A sluggish pace of growth is also on track for the global economy next year, according to IMF Managing Director Christine Lagarde. “Global growth will be disappointing and uneven in 2016,” she wrote in the German newspaper Handelsblatt, Reuters reports.

That doesn’t sound like the foundation for rising yields. Nonetheless, rates along much of the Treasury yield curve are higher at the moment relative to 30 trading days previous.

t.curve.2015-12-30

Meantime, the directional change in momentum for the 2-year yield is striking these days. Although it’s open for debate if this widely followed rate will continue to rise, the numbers to date certainly paint a bullish profile, based on exponential moving averages (EMAs).

t.2.ema.2015-12-30

Even the benchmark 10-year yield is starting to perk up, based on an EMA profile. For the first time in several months, the 50-day EMA for this influential rate has made a convincing run above its 100- and 200-day counterparts.

t.10.ema.2015-12-30

As for next month’s monetary policy meeting, the crowd’s expecting the status quo to hold. CME data for Dec. 29 shows that Fed fund futures are pricing in an 88% probability that the current 0.25%-to-0.50% target range will prevail in the FOMC statement that’s due on Jan. 27. Earlier this month the Fed raised rates by 25 basis points—the first hike in nine years.

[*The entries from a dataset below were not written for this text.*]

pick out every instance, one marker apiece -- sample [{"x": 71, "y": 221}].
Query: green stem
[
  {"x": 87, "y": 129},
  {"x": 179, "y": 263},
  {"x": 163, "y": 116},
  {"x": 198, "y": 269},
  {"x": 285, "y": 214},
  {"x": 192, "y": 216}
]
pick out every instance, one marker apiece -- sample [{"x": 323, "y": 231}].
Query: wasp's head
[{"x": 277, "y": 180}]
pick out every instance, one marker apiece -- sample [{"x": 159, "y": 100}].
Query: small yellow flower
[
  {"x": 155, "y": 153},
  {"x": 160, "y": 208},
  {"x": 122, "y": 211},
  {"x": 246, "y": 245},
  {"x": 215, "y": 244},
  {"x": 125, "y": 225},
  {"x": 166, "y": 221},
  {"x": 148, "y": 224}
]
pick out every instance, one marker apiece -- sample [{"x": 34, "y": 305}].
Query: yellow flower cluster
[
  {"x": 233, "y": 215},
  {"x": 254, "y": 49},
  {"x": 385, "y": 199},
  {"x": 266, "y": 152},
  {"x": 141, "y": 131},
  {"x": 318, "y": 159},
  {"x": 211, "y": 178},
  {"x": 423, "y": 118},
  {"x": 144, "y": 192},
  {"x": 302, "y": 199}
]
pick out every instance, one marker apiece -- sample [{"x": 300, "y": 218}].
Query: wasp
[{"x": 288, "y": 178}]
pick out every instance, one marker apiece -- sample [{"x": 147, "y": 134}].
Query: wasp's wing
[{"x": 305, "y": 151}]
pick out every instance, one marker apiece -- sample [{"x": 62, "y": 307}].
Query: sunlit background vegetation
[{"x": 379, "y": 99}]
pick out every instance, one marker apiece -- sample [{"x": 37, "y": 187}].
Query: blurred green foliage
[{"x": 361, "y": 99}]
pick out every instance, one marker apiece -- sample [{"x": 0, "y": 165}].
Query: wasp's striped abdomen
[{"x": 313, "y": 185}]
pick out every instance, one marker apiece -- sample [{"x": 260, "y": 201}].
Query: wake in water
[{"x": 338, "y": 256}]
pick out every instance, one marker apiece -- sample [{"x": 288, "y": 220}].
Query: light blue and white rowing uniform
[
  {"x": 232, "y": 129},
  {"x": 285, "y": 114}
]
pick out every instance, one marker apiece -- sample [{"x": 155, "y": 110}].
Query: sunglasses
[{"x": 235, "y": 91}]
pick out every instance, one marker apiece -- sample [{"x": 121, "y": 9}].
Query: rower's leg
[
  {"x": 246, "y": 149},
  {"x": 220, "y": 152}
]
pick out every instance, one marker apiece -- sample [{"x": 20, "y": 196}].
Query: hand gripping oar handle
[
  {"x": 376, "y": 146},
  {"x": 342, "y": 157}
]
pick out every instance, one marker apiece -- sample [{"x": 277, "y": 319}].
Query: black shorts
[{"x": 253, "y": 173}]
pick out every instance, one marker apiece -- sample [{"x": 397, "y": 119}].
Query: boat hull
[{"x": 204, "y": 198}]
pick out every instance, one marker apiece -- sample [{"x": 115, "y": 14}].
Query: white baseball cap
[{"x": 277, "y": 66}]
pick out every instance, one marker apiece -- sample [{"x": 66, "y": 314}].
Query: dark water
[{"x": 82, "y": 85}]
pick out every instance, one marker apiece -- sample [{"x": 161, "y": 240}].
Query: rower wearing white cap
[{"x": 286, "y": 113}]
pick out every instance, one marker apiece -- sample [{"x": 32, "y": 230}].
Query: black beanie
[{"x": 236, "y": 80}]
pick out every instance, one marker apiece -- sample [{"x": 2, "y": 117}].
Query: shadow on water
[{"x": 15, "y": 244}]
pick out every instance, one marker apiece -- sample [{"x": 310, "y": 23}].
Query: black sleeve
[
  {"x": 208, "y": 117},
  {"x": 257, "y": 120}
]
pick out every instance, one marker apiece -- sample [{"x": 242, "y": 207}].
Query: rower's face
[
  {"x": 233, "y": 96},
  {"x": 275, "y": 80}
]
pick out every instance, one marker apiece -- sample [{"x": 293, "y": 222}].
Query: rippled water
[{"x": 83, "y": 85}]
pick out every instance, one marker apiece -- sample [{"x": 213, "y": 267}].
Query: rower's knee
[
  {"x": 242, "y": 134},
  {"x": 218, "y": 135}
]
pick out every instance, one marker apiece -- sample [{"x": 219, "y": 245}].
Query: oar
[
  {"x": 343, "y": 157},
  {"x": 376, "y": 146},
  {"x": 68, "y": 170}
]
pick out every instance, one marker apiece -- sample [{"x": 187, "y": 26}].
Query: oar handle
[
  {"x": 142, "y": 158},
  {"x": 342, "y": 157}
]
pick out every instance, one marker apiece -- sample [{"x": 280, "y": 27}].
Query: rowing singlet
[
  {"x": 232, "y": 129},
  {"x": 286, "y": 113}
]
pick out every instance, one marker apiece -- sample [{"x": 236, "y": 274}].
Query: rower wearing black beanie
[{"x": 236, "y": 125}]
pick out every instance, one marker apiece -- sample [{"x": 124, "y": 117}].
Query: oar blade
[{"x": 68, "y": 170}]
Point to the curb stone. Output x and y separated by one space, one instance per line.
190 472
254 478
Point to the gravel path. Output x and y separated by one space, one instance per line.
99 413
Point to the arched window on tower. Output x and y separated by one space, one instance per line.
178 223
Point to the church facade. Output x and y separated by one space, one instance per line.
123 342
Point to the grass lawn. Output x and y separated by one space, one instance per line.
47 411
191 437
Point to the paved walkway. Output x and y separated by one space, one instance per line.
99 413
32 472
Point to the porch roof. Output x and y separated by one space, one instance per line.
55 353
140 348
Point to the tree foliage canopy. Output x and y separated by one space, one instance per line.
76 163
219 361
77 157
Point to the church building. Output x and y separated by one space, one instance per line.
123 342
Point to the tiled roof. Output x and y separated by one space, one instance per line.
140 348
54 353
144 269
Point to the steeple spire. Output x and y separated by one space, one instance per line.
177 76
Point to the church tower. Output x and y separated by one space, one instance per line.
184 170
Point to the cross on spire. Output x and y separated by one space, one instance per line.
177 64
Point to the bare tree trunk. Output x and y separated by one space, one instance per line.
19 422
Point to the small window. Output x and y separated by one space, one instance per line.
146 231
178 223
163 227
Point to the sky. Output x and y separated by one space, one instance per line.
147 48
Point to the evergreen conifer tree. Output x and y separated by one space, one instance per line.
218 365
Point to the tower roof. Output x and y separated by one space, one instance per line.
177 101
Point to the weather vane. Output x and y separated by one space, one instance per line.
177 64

Ultimately, it’s all about the economic data. The next major hurdle for deciding if the latest increase in market rates is based on the fundamentals: the December update on US payrolls, scheduled for Jan. 8. Taking this week’s jump in the 2-year yield at face value, the crowd is effectively betting that the news will continue to warrant a gradual but steady rise in Fed funds in 2016.